Balthasar Glättli: …und auch nicht zu jener der Politiker. Die Abstimmung ist zwar nicht vergleichbar: Ich hoffe aber, dass eine vergleichbar differenzierte Debatte auch für die Restrukturierung im Asylbereich möglich sein wird, die am 5. Juni zur Abstimmung kommt, wegen eines Referendums der SVP. Nach dem Motto «Probleme lösen statt bewirtschaften» müssen wir dort wohl gemeinsam zeigen, dass das Parlament gearbeitet und gerungen hat. Für mich hat es harte Verschärfungen im Gesetz. Die Rekursfristen sind extrem kurz. Aber dafür wird endlich ein unentgeltlicher Rechtsbeistand eingeführt. Was sich im Testbetrieb enorm bewährte: Die Zahl der Rekurse ist entgegen allen Erwartungen nicht gestiegen, sondern gesunken. Weil die Asylgesuche professioneller vorbereitet sind und darum rascher korrekt entschieden werden konnten. Natürlich ist das hart für jene mit einem negativen Entscheid. Aber für die tatsächlich Schutzbedürftigen – immerhin rund sechzig Prozent – ist das gut. Und auch für die Schweiz. Der Integrationsprozess kann rascher beginnen, Flüchtlinge können rascher die Sprache lernen und auch Fuss auf dem Arbeitsmarkt fassen. Dass Ihr Vorstoss für eine bessere Arbeitsmarktintegration am Donnerstag eine Mehrheit fand, hat mich gefreut. Denn selbst wenn vorläufig Aufgenommene wieder gehen müssen, ist es gut, wenn sie dies mit einem gefüllten Ausbildungsrucksack tun können.
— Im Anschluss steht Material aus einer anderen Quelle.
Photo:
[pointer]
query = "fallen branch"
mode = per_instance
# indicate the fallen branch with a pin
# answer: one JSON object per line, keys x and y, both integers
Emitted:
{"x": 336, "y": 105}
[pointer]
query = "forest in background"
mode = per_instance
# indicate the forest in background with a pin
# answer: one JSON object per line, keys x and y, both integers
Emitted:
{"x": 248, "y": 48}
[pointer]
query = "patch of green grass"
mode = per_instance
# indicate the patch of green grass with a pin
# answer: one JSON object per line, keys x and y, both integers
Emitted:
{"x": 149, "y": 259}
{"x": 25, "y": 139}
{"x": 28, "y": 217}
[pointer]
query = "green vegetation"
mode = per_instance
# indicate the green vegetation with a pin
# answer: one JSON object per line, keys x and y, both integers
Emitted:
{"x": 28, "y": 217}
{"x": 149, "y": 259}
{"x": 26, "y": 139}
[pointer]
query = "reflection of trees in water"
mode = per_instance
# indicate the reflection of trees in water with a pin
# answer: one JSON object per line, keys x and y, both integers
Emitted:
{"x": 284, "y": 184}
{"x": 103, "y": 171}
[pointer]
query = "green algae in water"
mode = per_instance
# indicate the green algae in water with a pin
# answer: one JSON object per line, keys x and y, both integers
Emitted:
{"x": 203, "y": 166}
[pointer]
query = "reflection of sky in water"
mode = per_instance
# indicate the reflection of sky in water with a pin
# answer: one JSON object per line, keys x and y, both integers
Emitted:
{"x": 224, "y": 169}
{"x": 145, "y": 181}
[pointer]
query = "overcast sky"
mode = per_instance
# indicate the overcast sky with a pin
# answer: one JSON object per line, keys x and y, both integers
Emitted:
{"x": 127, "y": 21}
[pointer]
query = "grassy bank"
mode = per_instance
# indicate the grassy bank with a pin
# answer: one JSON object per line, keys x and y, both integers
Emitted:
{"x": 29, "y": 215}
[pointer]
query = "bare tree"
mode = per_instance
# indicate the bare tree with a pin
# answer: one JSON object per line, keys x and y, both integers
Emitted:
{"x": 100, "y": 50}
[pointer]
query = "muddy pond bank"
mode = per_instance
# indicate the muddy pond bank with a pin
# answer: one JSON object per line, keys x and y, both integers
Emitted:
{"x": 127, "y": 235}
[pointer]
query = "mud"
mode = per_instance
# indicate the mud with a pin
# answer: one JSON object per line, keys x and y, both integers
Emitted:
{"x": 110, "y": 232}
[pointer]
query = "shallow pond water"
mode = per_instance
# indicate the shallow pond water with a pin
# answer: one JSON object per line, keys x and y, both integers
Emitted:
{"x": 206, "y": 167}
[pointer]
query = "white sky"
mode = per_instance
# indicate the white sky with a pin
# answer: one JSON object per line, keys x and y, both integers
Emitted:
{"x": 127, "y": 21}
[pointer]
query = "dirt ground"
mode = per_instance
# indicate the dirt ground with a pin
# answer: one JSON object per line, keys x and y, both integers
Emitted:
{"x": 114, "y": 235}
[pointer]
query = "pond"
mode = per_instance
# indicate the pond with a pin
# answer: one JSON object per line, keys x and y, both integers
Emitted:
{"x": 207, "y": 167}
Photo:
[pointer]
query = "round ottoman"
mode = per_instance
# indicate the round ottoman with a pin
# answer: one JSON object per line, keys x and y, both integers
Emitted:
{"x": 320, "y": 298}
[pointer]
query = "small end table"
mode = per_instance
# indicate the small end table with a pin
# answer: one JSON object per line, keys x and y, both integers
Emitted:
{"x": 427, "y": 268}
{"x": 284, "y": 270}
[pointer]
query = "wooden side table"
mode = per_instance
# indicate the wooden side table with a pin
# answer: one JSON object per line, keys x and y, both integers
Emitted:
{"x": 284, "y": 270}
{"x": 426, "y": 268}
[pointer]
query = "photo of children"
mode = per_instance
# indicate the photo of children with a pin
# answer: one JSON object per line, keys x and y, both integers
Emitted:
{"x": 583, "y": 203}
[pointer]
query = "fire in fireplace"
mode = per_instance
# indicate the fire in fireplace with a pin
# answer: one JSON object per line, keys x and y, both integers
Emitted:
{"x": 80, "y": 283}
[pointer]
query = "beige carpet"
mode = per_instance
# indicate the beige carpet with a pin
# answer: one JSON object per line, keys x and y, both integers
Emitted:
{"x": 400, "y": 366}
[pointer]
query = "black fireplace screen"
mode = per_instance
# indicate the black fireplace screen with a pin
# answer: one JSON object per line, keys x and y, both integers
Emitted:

Gerhard Pfister: Beim Asylgesetz haben wir Konsens. Mich müssen Sie aber nicht überzeugen, sondern wir beide die Bevölkerung. Die Ausgangslage ist ähnlich, aber doch in wesentlichen Punkten anders als letzten Sonntag. Es wäre völlig falsch, zu meinen, die gleiche Konstellation, die gleiche Kampagnengestaltung liessen sich auf den Abstimmungskampf zum Asylgesetz übertragen. Was gleich bleibt: die sachliche, faire Auseinandersetzung, die emotionalen Debatten (die nötig sind und kein Widerspruch zur Fairness) sowie das Vertrauen darauf, dass Schweizerinnen und Schweizer differenziert und wohlüberlegt stimmen – selbst oder gerade wenn man sich als Politiker für die andere Meinung eingesetzt hat.

Balthasar Glättli: Ja, der 5. Juni ist nicht der 28. Februar. Und trotz allem Konsens beim Asylgesetz: Ihre Forderung nach einer Obergrenze bleibt für mich total inakzeptabel – dazu kreuze ich ein andermal gerne die Klinge mit Ihnen. Sachlich und emotional!